On the whole, the church has given two answers to such questions: the first is to ignore them and pass on swiftly and the second is to say we don’t know and it is pointless speculating. Neither answer is satisfactory. In fact, many people assume that it is quite impossible that Jesus could be both truly God and truly human.
The first thing to say is that this is an undeniably complex area and there is a lot we do not understand. Nevertheless, some helpful suggestions have been made, and we repeat them here because they may help those who find such matters troubling.
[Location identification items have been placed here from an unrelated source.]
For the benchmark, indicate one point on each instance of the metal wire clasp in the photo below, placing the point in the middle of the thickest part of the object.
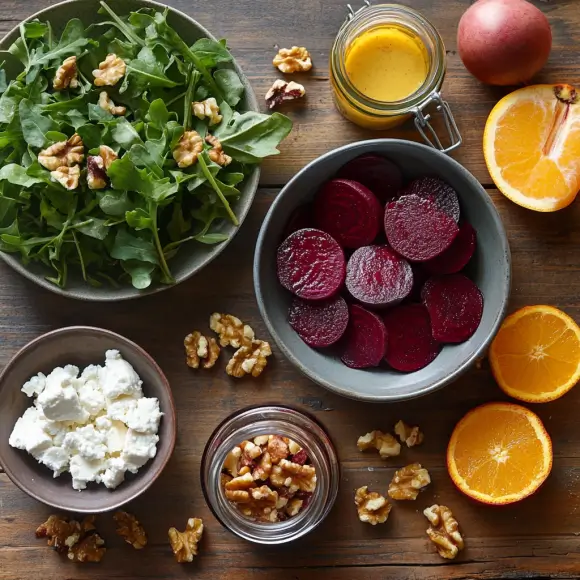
(427, 130)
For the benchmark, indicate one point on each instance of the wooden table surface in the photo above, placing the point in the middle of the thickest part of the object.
(537, 538)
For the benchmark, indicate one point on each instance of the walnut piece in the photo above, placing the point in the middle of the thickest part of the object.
(106, 103)
(282, 91)
(372, 507)
(110, 71)
(207, 109)
(66, 75)
(411, 436)
(291, 60)
(231, 330)
(68, 177)
(385, 443)
(249, 360)
(216, 153)
(408, 482)
(198, 347)
(184, 544)
(188, 149)
(444, 531)
(130, 529)
(64, 153)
The issue of God’s power is easier to deal with than God’s knowledge, so let’s start there. The Bible presents Jesus as someone who was able to exercise divine power and authority, in that he could do such things as calm storms, raise the dead, heal the sick and turn water into wine. Yet it seems obvious that for Jesus to be truly human, he could not be an invulnerable and all-powerful being. Clark Kent may have been the ‘Man of Steel’ but we aren’t, and Jesus wasn’t either. And this is not simply something that we deduce from theoretical arguments; the fact is that the gospels portray Jesus as being totally and completely human: he was tired, hungry, thirsty and ultimately he was killed. So presumably, although Jesus had access to God’s power, there were times when he did not choose to use it. There is a hint of this when Jesus stops his disciples defending him at his arrest: ‘Don’t you realise that I could ask my Father for thousands of angels to protect us, and he would send them instantly?’
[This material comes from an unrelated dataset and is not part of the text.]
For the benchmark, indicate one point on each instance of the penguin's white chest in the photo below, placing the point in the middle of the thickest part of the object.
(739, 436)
Presumably, Jesus only used such power as he knew his heavenly Father would want him to use.
Such a principle no doubt also applied to the issue of how much Jesus knew. Clearly, Jesus did know many things that ordinary people cannot know, yet there were some things he was not aware of. Luke’s reference to Jesus growing ‘both in height and in wisdom’ implies that Jesus learnt as we do. It seems that while Jesus always had a right to divine knowledge and could have used it, he only made use of such knowledge as he knew his heavenly Father wanted him to. Jesus allowed his obedience to his Father to limit both his power and his knowledge.
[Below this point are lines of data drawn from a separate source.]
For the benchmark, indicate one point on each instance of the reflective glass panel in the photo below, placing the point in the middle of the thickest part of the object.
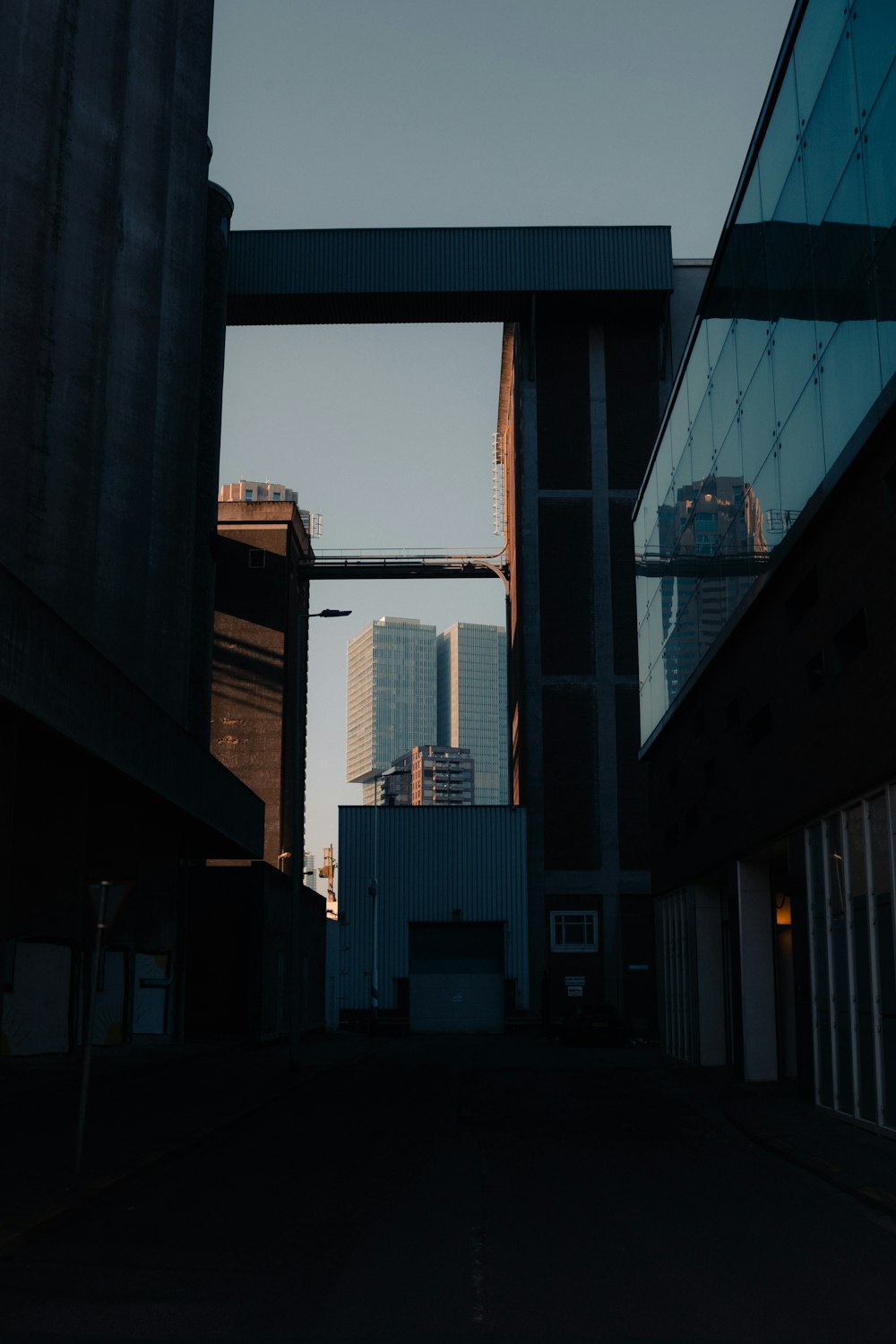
(767, 492)
(751, 339)
(758, 418)
(702, 443)
(880, 132)
(723, 389)
(793, 347)
(801, 456)
(780, 144)
(697, 374)
(813, 51)
(849, 381)
(874, 31)
(831, 134)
Such a suggestion not only helps us make sense of how someone who was God could at the same time be totally human, it also shows us a Jesus who is a helpful model of obedience. The book of Genesis tells how the human race’s slip into rebellion began with disobedience against God. The gospels tell us that the answer to this rebellion came when Jesus lived out an entire life of obedience to God.
The New Testament does not try to answer how Jesus is God and how he relates to the Father; it simply ‘tells it like it is’. For the gospel writers, the mechanics of how the incarnation worked are not the issue. Ultimately, all we really need to know is that in Jesus, God came to this world to reach out to us.